All three major indexes ended at their lowest levels of 2011. The Dow Jones industrial average lost 242.12 points, or 2.04 percent, to 11,613.30. The Standard & Poor's 500 Index was down 24. 99 points, or 1.95 percent, to 1,256.88. The Nasdaq declined 50.51 points, or 1.89 percent, to 2,616.82.
The sharp decline on Wednesday began after European Union Energy Commissioner Guenther Oettinger said that Japan's nuclear plant was effectively out of control.
"In coming hours there could be further catastrophic events which could pose a threat to the lives of people on the island," European media quoted Oettinger as saying.
The economic reports on Wednesday were not as good as expected as well. The U.S. Commerce Department posted that new home construction dropped to the second lowest level on record in February.
Investors believed that the reading was reflecting a slightly weak demand. D.R. Horton Inc., a home construction company, fell 2. 26 percent.

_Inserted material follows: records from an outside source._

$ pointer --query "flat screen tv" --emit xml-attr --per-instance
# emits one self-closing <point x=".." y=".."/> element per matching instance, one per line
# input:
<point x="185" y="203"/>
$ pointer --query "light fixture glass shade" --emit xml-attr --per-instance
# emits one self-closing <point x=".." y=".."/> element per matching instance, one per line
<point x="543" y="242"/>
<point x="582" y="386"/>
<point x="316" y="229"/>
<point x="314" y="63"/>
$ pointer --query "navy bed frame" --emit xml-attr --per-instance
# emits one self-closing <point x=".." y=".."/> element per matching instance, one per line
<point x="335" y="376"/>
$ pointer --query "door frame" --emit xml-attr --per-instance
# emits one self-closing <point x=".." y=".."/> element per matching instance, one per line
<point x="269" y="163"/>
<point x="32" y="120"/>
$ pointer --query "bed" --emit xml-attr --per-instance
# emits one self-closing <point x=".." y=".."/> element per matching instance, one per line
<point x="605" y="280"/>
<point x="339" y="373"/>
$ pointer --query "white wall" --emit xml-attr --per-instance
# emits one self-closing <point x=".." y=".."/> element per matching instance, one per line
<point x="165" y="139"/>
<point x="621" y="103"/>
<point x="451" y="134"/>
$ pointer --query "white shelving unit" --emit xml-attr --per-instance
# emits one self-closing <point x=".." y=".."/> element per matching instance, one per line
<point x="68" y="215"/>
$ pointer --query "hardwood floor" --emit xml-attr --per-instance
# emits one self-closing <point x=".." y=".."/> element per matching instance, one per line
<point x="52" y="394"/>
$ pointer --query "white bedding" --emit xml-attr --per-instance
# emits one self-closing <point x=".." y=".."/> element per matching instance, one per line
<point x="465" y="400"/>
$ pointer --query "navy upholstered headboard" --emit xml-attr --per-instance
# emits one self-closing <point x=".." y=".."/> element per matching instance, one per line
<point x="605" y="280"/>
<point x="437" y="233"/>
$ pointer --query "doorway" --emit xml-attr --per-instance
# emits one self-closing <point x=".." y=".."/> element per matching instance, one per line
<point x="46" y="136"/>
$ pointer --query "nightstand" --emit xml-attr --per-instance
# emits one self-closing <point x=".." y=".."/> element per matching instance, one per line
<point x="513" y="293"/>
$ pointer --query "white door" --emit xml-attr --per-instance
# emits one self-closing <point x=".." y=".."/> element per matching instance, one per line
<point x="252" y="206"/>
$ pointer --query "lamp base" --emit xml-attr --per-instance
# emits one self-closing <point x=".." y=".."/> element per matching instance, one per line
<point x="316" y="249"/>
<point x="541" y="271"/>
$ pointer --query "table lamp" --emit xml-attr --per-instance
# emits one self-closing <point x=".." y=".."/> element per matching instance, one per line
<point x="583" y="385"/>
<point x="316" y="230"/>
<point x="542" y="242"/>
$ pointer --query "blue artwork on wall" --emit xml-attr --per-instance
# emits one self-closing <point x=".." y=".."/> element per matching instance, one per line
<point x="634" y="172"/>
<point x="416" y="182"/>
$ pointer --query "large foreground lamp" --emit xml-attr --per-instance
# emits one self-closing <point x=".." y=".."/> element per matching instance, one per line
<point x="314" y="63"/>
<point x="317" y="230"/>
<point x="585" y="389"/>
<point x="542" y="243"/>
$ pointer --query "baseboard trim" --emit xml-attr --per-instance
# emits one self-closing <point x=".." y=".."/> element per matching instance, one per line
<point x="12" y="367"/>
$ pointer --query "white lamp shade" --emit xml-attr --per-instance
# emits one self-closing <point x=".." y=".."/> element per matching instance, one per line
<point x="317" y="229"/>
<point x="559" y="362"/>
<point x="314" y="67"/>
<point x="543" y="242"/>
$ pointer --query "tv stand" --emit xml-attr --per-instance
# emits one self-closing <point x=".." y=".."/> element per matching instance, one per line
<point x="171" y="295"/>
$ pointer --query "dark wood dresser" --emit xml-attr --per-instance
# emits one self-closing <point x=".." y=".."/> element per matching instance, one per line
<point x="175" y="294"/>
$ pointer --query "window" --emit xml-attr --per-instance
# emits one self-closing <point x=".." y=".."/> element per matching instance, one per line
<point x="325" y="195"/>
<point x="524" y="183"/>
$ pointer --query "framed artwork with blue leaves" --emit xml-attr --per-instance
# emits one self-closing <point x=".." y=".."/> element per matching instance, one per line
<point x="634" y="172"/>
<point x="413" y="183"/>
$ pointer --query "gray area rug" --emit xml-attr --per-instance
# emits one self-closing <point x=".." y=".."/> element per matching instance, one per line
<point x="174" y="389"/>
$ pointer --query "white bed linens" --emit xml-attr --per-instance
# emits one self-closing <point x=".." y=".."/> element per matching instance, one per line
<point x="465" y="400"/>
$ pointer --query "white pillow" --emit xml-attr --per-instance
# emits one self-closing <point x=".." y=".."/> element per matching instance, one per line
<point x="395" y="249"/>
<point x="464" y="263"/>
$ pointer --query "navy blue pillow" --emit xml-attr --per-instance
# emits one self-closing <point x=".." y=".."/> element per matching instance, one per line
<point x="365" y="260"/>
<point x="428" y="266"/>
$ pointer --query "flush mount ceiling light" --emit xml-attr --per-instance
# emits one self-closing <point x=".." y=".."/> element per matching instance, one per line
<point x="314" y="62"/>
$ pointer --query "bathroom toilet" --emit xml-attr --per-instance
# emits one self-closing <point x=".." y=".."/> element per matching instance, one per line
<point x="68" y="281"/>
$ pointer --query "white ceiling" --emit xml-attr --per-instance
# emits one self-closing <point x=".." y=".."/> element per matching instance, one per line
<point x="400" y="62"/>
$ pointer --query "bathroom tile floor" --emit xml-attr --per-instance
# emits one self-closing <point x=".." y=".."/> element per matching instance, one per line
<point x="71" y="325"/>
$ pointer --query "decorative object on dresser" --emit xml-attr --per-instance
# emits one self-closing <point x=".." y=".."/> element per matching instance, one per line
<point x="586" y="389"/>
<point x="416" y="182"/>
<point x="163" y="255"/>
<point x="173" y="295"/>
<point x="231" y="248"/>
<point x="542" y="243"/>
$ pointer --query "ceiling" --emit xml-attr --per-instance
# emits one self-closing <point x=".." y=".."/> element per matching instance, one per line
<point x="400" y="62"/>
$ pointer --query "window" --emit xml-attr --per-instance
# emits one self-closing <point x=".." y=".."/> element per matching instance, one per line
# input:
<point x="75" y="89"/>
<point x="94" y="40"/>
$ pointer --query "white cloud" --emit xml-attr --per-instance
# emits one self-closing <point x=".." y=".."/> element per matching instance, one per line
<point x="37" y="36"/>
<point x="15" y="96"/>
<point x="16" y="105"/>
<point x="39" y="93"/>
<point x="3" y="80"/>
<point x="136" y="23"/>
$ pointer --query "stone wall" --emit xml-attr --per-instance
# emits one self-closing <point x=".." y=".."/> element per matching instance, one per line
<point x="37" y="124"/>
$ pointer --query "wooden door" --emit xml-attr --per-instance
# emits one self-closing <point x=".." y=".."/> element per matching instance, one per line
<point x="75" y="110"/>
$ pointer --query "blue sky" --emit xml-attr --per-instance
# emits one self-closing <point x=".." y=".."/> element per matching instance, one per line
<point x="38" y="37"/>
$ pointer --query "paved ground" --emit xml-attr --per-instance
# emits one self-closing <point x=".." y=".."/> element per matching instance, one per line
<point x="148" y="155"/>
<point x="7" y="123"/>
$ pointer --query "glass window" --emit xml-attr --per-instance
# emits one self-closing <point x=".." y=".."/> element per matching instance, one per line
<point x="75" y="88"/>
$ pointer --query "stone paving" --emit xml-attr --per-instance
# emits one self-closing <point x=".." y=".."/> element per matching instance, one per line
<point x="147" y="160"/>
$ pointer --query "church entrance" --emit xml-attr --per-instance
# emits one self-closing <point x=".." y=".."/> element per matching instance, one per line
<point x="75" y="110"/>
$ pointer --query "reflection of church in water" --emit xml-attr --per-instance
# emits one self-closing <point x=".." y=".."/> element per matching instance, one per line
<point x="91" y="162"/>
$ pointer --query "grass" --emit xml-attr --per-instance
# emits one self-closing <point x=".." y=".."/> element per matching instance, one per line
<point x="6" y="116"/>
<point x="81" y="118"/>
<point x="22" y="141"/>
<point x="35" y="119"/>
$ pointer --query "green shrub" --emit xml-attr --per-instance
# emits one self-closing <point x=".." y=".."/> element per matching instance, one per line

Meanwhile, wholesale prices increased last month by the most in nearly two years because of higher energy costs and the biggest increase in food prices in 36 years.
Investors began to worry about the possible inflation risks and stocks of relevant companies dropped. McDonald's Corp. fell 2.32 percent and Starbucks Corp. fell 2.02 percent.
Moreover, also because of the worsening situation in Japan, the dollar slumped to a four-month low of 79.84 against the yen in late trading session, just few steps away from the all-time low of 79.75 set on April 19, 1995.
Treasury prices jumped, sending yields to their lowest levels this year as investors piled into investments seen as being more stable.
Crude prices on Wednesday, however, rebounded from a three-week low after a fluctuating trading day as concerns about unrest in the Middle East lifted the prices, despite worries about Japan's nuclear crisis.